Considering blank liposomes, microbubbles, and drug might cause cytotoxic action, experiments were designed to investigate their influence on cell viability. Both blank liposomes and microbubble suspension were used at five levels—3%, 6%, 12%, 25%, and 50% (vol/vol) concentration in the final volume—with the insulin used at six concentrations—0.02, 0.2, 2, 5, 10, and 20 IU/mL. Cytotoxicities of liposomes, microbubbles, and drug were evaluated with the 3-(4,5-dimethylthiazol-2-yl)-2,5-diphenyl-2H-tetrazolium bromide (MTT) assay as in our previous study.²⁸ A549 cell suspension (100 μL, 0.5 × 10⁴ cells per well) was seeded to a 96-well cell culture plate (Costar^®, Corning Inc., Corning, NY) and incubated at 37°C in a CO₂ incubator for 24 h. Various concentrations of liposomes, microbubble suspension, and insulin solution were added to the designated wells, mixed thoroughly, and incubated for 1 day; then 50 μL of MTT solution (5 mg/mL) was added into each well, including the cell-free blank wells. Cells were incubated for 4 h at 100% humidity. After 4 h, MTT solution was removed and replaced with 100 μL of dimethyl sulfoxide. The plate was further oscillated for 10 min at room temperature, and the absorbance (A) of each well was determined using a spectrophotometer (model SMP500-13732-UJRK, MDC, Sunnyvale, CA) at a test wavelength of 550 nm. Cell viability was determined with the following formula: Cell viability (%) = (experimental group A value/control group A value) × 100%.

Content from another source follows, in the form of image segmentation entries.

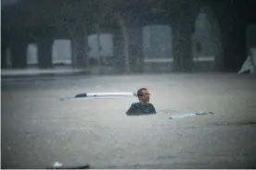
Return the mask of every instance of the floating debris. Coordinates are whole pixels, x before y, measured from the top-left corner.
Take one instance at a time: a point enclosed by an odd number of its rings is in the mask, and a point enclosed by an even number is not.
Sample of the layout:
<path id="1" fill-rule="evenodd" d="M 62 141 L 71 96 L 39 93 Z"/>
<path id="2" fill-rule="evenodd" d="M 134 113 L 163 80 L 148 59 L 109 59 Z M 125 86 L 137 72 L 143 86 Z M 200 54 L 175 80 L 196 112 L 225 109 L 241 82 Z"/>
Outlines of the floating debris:
<path id="1" fill-rule="evenodd" d="M 212 113 L 212 112 L 206 112 L 206 111 L 195 112 L 195 113 L 189 113 L 189 114 L 181 115 L 173 115 L 173 116 L 171 116 L 170 119 L 179 119 L 179 118 L 184 118 L 184 117 L 189 117 L 189 116 L 195 116 L 195 115 L 210 115 L 210 114 L 214 114 L 214 113 Z"/>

Insulin cellular uptake study

Based on the toxicity study results, an insulin concentration of 2 IU/mL was used in the drug cellular uptake study. Insulin permeation into A549 cells was performed in 24-well cell culture plates (Costar Inc.) in which cell suspension (300 μL, 8 × 10⁵ cells per well) was previously seeded. After cells were incubated for 24 h, 100 μL of 2 IU/mL insulin solution in Dulbecco's modified Eagle's medium, insulin–liposome mixture, and insulin–microbubble mixture was added, respectively. The medium was removed at different intervals (0, 30, 60, 90, 120, 180, and 240 min), and cells were washed four times with phosphate-buffered saline at 4°C. Cells were than resuspended and digested by incubation with 500 μL of 0.1% Triton X-100 overnight at 4°C. This mixture was filtered (pore size, 0.45 μm), and the content of insulin uptake into the cells was determined by electrochemiluminescence immunoassay.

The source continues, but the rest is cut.